Mental Health apps have seen a rise in popularity in 2020, Headspace Calm and Better Help have seen an increase in reviews alone of 100% compared to 2019, according to data from RTT. While these apps should never be considered a replacement for therapy, they are considered to be a great alternative while awaiting professional help or as a supplement alongside sessions, especially for those who need regular sessions a few times a week but their therapists are unable to accommodate this demand.
More People Becoming a Therapist
Overall, there has been a 10x increase in search for those wanting to know “how to be a therapist” or “how to become a psychotherapist,” based on our estimates.
For these individuals, there are many reasons as to why this has seen an increase in interest. With many having lost their jobs this year, seeking this new avenue, one that is seeing huge demand and no sign of the industry struggling, becoming a therapist can certainly seem like a safe and secure career path.

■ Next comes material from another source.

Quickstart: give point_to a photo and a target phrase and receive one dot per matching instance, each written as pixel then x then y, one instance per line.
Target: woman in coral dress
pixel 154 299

But it isn’t just those who have lost their jobs who are looking for a career change. The pandemic and having to stay at home gave us a lot of time to think about what we want in life. Many see a career in mental health aid as a rewarding one and those who were unsatisfied in their roles often seek change in something more rewarding, such as therapy.
But it isn’t just the want to actually become a therapist. Many people have seen loved ones struggle this year and professional help may not be available for financial or circumstantial reasons.
While an amateur is certainly no replacement for a professional, there is no harm in trying to locate resources for help and advice on how to deal with someone who has mental health issues. Many of these search terms bring up free and paid-for books, case studies, and white papers which can allow individuals to find the correct advice on how to help their friends and family in the short-term.
Are you or anybody you know struggling with mental health at this time? Seek help sooner rather than later and always remember there is no shame in reaching out, you’ll be thankful you did in the long-run.